# Evaluation of longer sequences

* This notebook looks at the effect of using longer sequences on WER.  
* It includes utils to generate longer files and a `torch.utils.data.Dataset` but this is already generated for `dev-clean` at `brahe:/data/Long/dev-clean`.
* It should be possible to set options at the top of this notebook and then `run_all`. 
* **NOTE:** it is necessary to run this notebook in the conda `myrtlespeech` env. Use commit: `b68aefc25be90ee32151d53366d340aee8fd4026`.

In [None]:
%load_ext autoreload
%autoreload 2

In [None]:
import os
os.environ["CUDA_VISIBLE_DEVICES"] = "1" # set this before importing torch

In [None]:
from typing import List
from typing import Sequence
import fnmatch
from pathlib import Path
import torch

import torchaudio 
from google.protobuf import text_format
from myrtlespeech.protos import task_config_pb2
from myrtlespeech.builders.task_config import build
from myrtlespeech.run.load import load_seq_to_seq
from myrtlespeech.data.dataset.librispeech import LibriSpeech
from myrtlespeech.data.alphabet import Alphabet
from myrtlespeech.data.dataset.librispeech import LibriSpeech
from myrtlespeech.data.batch import seq_to_seq_collate_fn
from myrtlespeech.post_process.transducer_beam_decoder import TransducerBeamDecoder
from myrtlespeech.post_process.transducer_greedy_decoder import TransducerGreedyDecoder
from myrtlespeech.run.run import WordSegmentor
from myrtlespeech.post_process.utils import levenshtein

## Config options

In [None]:
# FPs
DATA = Path('/data')
SPEAKER = DATA / 'LibriSpeech/SPEAKERS.TXT'
LONG_FP = DATA / 'Long'
create_files = False # set this to true to re-generate data. (~ 3mins)

# Model info
log_dir = "/home/julian/exp/rnnt/2H/1/" #to load model from
epoch = 69 #i.e. state_dict_<epoch>.pt is filename
cfg_location = "../src/myrtlespeech/configs/rnn_t_en_2H.config"
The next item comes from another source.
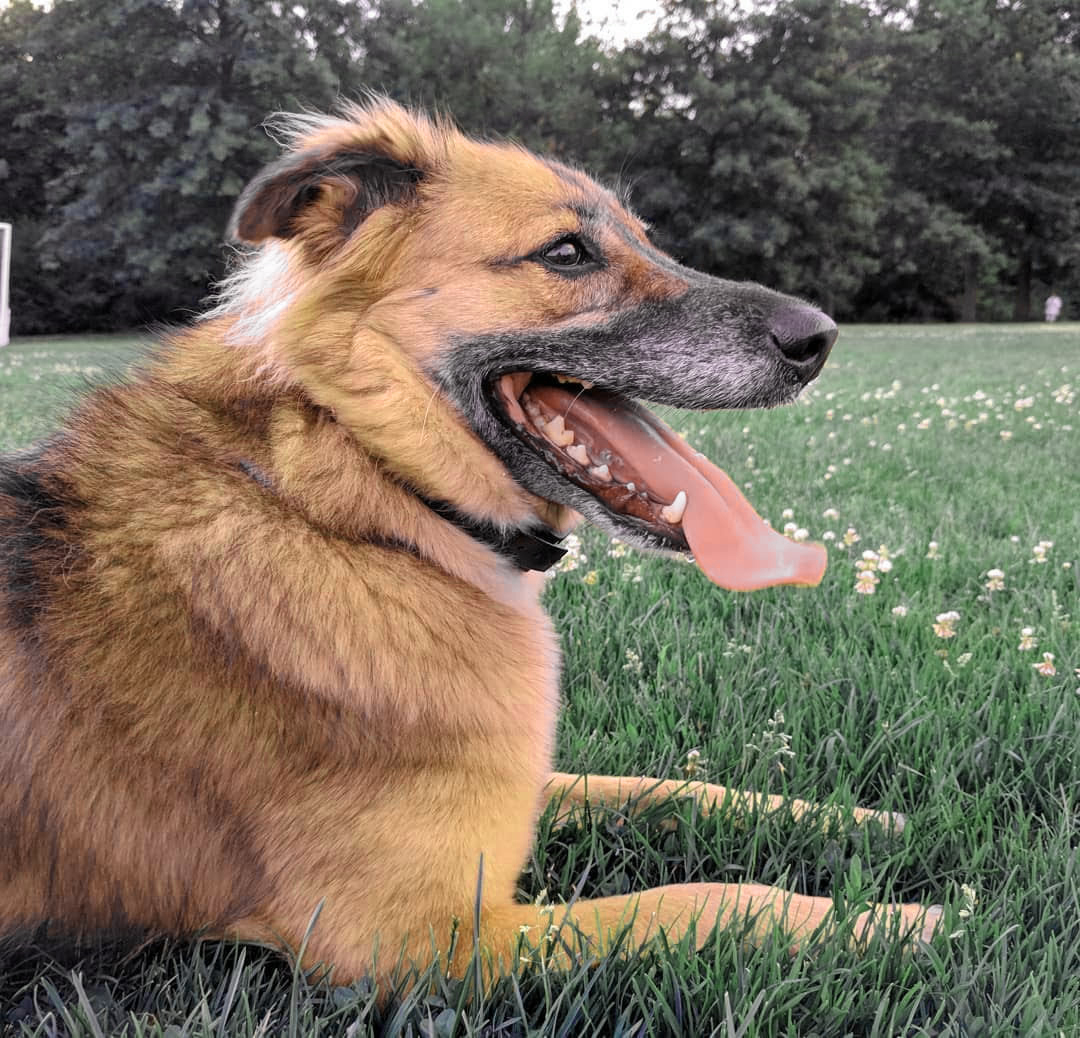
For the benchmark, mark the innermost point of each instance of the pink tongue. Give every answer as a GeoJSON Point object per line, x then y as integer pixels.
{"type": "Point", "coordinates": [731, 543]}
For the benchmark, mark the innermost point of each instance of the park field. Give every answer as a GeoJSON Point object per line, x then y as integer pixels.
{"type": "Point", "coordinates": [934, 672]}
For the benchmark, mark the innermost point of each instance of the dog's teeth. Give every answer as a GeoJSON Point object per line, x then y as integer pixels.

## Generate longer files + transcripts

In [None]:
ALPHABET = Alphabet(list(" abcdefghijklmnopqrstuvwxyz'_"))

def target_transform(target):
        return torch.tensor(
            ALPHABET.get_indices(target),
            dtype=torch.int32,
            requires_grad=False,)
            
def get_speaker_ids(fp, subset):
    ids = []
    with open(fp, 'r') as f:
        for line in f:
            if subset in line:
                line = line.split()
                line = [l.strip() for l in line]
                id_ = int(line[0])
                ids.append(id_)
    return ids

def create_long_files(out_fp, paths, transcriptions, durations, subset='dev-clean'):
    """Combines all audio/transcript files for a given speaker into a single file.
    
    Requires ordered paths, transcriptions and durations as input. 
    """
    out_fp = out_fp / subset
    speaker_ids = get_speaker_ids(SPEAKER, subset)
    ids_to_path = {id: [] for id in speaker_ids}
    for idx, path in enumerate(paths):
        path = Path(path)
        fname = path.name
        speaker_id = int(path.parents[1].name)
        assert speaker_id in speaker_ids
        ids_to_path[speaker_id].append((idx, path))
    
    for id_, paths in ids_to_path.items():
        assert paths != [], f"speaker with id={id_} not present"
        # now generate longer files
        all_audio = []
        all_transcripts = ""
        for idx, path in paths:
            audio, sr = torchaudio.load(path)
            assert sr == 16000
            all_audio.append(audio)
            all_transcripts += " " + transcriptions[idx]
        
        all_audio = torch.cat(all_audio, dim=1)
        
        out_dir = out_fp / str(id_)
        out_dir.mkdir(parents=True, exist_ok=True)
        # save audio
        torchaudio.save(str(out_dir / 'audio.flac'), all_audio, sr)
        #save transcripts
        with open(out_dir / 'transcript.trans.txt', 'w') as f:
            f.write(all_transcripts)
            
if create_files:
    libri = LibriSpeech(root=DATA,
                    subsets=['dev-clean'],
                    audio_transform= None,
                    label_transform=target_transform,
                    download=False,
                    skip_integrity_check=True,
                    max_duration=None,
                   )
    
    create_long_files(LONG_FP, libri.paths, libri.transcriptions, libri.durations)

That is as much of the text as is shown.